Sanibel Sea School features week-long camps of various topics during the summer (manatee week, sea turtle week, horseshoe crab week, plankton week, etc.), and we were fortunate that the school invited us to spend time with them during shark week.
What exactly did kids do during shark week?

Well, they made shark-based art projects, like a large puzzle-piece bull shark. They played shark jeopardy. They conducted a "shark attack" where they visited local businesses and used chalk to draw shark facts and images on sidewalks. They snorkeled and surfed and had paddle races.

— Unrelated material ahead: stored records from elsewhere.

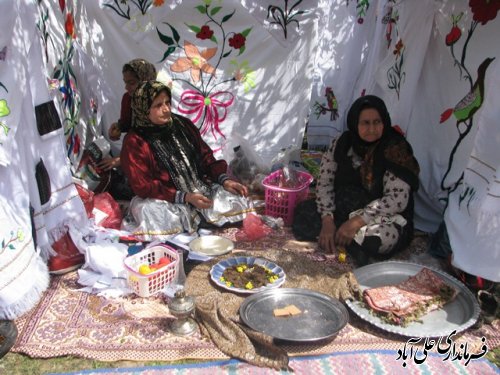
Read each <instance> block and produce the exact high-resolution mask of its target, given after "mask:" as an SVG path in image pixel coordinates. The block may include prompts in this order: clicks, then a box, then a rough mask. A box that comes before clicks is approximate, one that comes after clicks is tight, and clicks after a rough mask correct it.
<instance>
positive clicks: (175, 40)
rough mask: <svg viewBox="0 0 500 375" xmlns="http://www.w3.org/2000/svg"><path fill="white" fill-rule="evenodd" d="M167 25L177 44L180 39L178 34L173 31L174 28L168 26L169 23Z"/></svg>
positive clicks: (174, 31)
mask: <svg viewBox="0 0 500 375" xmlns="http://www.w3.org/2000/svg"><path fill="white" fill-rule="evenodd" d="M167 25H168V26H169V27H170V30H172V36H173V37H174V40H175V41H176V42H177V43H179V40H180V39H181V37H180V35H179V33H178V32H177V30H176V29H175V27H173V26H172V25H170V24H169V23H167Z"/></svg>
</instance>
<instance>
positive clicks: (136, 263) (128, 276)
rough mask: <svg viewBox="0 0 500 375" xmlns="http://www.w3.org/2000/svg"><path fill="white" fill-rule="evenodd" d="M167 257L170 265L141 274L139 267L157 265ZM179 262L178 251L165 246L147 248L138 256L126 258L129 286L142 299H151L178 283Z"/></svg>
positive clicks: (153, 246) (124, 261)
mask: <svg viewBox="0 0 500 375" xmlns="http://www.w3.org/2000/svg"><path fill="white" fill-rule="evenodd" d="M162 257H167V258H169V259H170V261H171V262H170V263H169V264H168V265H166V266H164V267H162V268H160V269H158V270H157V271H153V272H151V273H149V274H147V275H142V274H140V273H139V267H140V266H141V265H143V264H146V265H148V266H150V265H152V264H155V263H157V262H158V261H159V260H160V258H162ZM179 262H182V259H180V257H179V254H178V253H177V251H176V250H175V249H173V248H171V247H170V246H167V245H165V244H158V245H155V246H151V247H149V248H145V249H144V250H142V251H140V252H138V253H137V254H134V255H130V256H128V257H126V258H125V260H124V264H125V268H126V269H127V272H128V284H129V286H130V288H131V289H132V290H133V291H134V293H135V294H137V295H138V296H140V297H149V296H152V295H154V294H156V293H158V292H159V291H161V290H163V289H164V288H165V287H166V286H168V285H169V284H170V283H172V282H174V281H176V279H177V275H178V272H179Z"/></svg>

They even tried to save two young black-tip sharks that were caught in a commercial fishing net. Bruce Neill, the school’s founder, tried for hours to save the black-tip sharks that a fisherman found in his bycatch. He held them under running water to get oxygen through their gills, but unfortunately, the sharks were too far gone. As a result, the kids were able to see  shark dissection (at least the sharks went to good use). Have you ever seen how big a shark liver is? Trust me, it’s amazing.

My highlight was filming the whale shark on the beach. We spent several days with the school’s staff, scheming about how to build the whale shark. Bruce Neill kept consulting shark guides and measuring textbook drawings with his calipers, so that we would be sure to build the whale shark and its fins to scale. We originally wanted to build a full grown 50 foot shark, but that would make the shark way too tall to conceivably build it out of sand in just a couple hours. So it ended up being a smaller, 40 foot shark . . . the kids used dark seaweed collected from the beach to create the shark’s skin. Then they used globs of sand to create the spots. Finally, they collected white shells to create the gills.  I am incredibly thrilled with the footage we got during the week, and I think it is going to be a great addition to the shark episode.